Thanks for your kind answer and instructions. It becomes clear for me that the Singularity could solve the problem of Docker in HPC cluster. However, the admin tells me that the Docker is not recommended right now for an installation in our young cluster, and he has installed the FEniCS with conda which works only for my personal account.

I wonder if this kind of installation could work for parallel computing in a HPC cluster? In fact I have just sent a test with 4 cores, i.e.
mpirun -np 4 python3 ${JOBNAME}.py
which is under computation.

But when I open the results folder, it seems not very good, since the computation seems not so fast compared to the case with only 1 core.

Thanks again in advance.

Dear dparsons,

Thanks for your answer. The Fenics has been installed in our cluster with conda and in my personal account. As a beginner of Fenics with a cluster, what do you think about this kind of installation for the parallel computing?
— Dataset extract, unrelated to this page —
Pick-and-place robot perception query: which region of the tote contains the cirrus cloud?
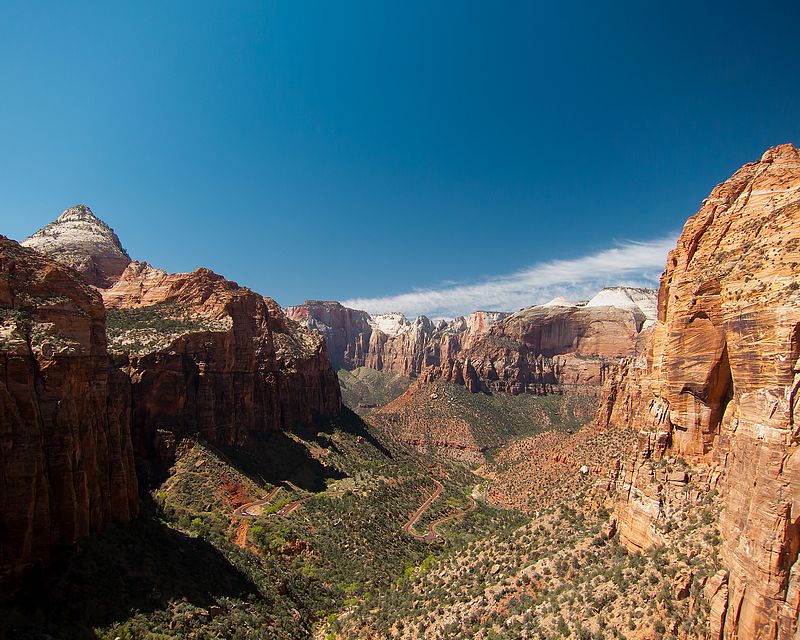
[342,234,677,318]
working with conda would need the python environment (virtualenv) to be carefully set, though that can probably be done easily enough. The important thing is that the MPI implementation it is built against supports running across multiple hosts.

Try setting OMP_NUM_THREADS=1 and see if that helps improve MPI performance.

Thanks! I will try it and report back once it works correctly.

You don’t have to install Docker on the cluster, only singularity. Singularity can work directly with docker images.

I found this to be the case too. I gave up on anaconda, after I saw on the fenics website that it is not officially supported. Hopefully you’ll have better luck with help from other comments.

Finally, our computation center told me we have Singularity installed in the cluster. So the problème solved! Thanks again for your suggestion!